It
was, she said, the
Red Army Temple. The Temple was certainly pleasant, looking like a county library
right down to the wood floors and the air-conditioning, which greeted us like a blessing.
We entered through a wooden hall and found a courtyard growing bamboo. The tops of the
stalks reached through a hole in the roof. Mai Lin pointed out how bright and perfect the
trunks were. "See? Always green! Red Army lose tree, but always living, always
more!"
We
walked over the stones toward the main gallery. At the door she suddenly stopped.

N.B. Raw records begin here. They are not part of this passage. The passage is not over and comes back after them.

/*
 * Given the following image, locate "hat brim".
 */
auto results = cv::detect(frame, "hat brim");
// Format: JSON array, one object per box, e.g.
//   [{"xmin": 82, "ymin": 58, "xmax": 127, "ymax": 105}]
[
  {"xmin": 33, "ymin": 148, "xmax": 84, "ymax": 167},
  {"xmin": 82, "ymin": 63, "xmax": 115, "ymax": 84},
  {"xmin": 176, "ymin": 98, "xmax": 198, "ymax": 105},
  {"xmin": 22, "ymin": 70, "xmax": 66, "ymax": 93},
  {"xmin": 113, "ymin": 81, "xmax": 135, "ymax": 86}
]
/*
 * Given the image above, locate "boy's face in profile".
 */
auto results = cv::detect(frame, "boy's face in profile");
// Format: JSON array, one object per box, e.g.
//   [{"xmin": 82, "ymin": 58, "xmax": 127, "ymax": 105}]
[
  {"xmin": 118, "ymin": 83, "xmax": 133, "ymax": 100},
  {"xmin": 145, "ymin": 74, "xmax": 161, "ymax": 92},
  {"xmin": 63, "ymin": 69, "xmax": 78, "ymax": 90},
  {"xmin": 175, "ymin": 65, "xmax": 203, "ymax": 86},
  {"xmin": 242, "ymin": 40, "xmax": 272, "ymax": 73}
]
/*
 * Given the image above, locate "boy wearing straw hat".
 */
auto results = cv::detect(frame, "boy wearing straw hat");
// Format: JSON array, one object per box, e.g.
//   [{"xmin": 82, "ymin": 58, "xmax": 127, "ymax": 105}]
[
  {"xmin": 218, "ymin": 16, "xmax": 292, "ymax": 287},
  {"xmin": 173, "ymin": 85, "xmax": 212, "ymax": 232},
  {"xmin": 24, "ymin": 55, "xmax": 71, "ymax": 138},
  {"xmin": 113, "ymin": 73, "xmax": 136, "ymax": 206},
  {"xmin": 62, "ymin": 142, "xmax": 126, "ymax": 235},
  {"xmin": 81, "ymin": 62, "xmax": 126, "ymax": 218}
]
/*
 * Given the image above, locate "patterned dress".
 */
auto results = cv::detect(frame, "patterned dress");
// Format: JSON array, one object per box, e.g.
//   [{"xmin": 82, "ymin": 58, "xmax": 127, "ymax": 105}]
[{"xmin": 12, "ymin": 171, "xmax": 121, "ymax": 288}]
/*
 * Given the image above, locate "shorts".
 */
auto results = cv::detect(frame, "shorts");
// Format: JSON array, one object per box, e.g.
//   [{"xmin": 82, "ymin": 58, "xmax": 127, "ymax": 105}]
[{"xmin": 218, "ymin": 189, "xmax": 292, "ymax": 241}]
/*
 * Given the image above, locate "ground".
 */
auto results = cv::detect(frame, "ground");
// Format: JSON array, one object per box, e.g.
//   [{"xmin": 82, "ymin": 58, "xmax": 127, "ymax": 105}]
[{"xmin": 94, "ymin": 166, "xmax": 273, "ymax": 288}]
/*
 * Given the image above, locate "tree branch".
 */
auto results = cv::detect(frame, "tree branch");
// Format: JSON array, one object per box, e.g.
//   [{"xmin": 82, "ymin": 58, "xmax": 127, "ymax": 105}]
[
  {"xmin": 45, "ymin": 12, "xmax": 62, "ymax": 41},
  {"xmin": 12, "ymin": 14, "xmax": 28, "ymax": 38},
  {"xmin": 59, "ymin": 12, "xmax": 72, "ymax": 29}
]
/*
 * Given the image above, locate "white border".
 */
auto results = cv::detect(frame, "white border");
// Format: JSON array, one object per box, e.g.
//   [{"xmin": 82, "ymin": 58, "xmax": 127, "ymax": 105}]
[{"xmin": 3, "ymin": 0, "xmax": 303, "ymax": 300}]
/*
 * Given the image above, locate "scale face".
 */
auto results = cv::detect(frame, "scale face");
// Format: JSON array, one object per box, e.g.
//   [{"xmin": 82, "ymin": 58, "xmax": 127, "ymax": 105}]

She turned to me with a look of wonder and said "You no fear?" This was the
place of the dead, after all; the air should be filled with ghosts.
Ghosts?
Oh, I concluded, ghosts must inhabit temples; that makes sense. But as for being
frightened, I didn't know what to say. I had a choice between rejecting her beliefs, or
being patronizing; so I simply said that I wasn't worried.
She
said "That is good thinking; But Chinese person always a little fear--" She
stood in the door for a moment, carefully, before entering.
By then I almost understood
what I saw. There were row after row of shelves, widely set and twenty
feet high, with little glass doors. Within each cubicle sat a box, carved
and polished in the shape of a palace or an exotic garden. Inside them
were cranes, or celestial ladies, attending snapshots. Each photo portrayed
a...soldier. Some of the subjects were young and trim, obviously pulled
from an old album; most, however, were old and crumpled, like lions trapped
in flypaper.
Of
course. These boxes held the ashes of dead soldiers; and the families decorated them with
plastic symbols. Peaches could be added to give long life, or oranges to bring good luck.
The angels symbolized the afterlife, the cranes represented conjugal loyalty. Many boxes
also held the traditional tablets for ancestor worship. Once, every Chinese family had
kept a dozen, but that was before the Cultural Revolutions, so these were the first I had actually seen.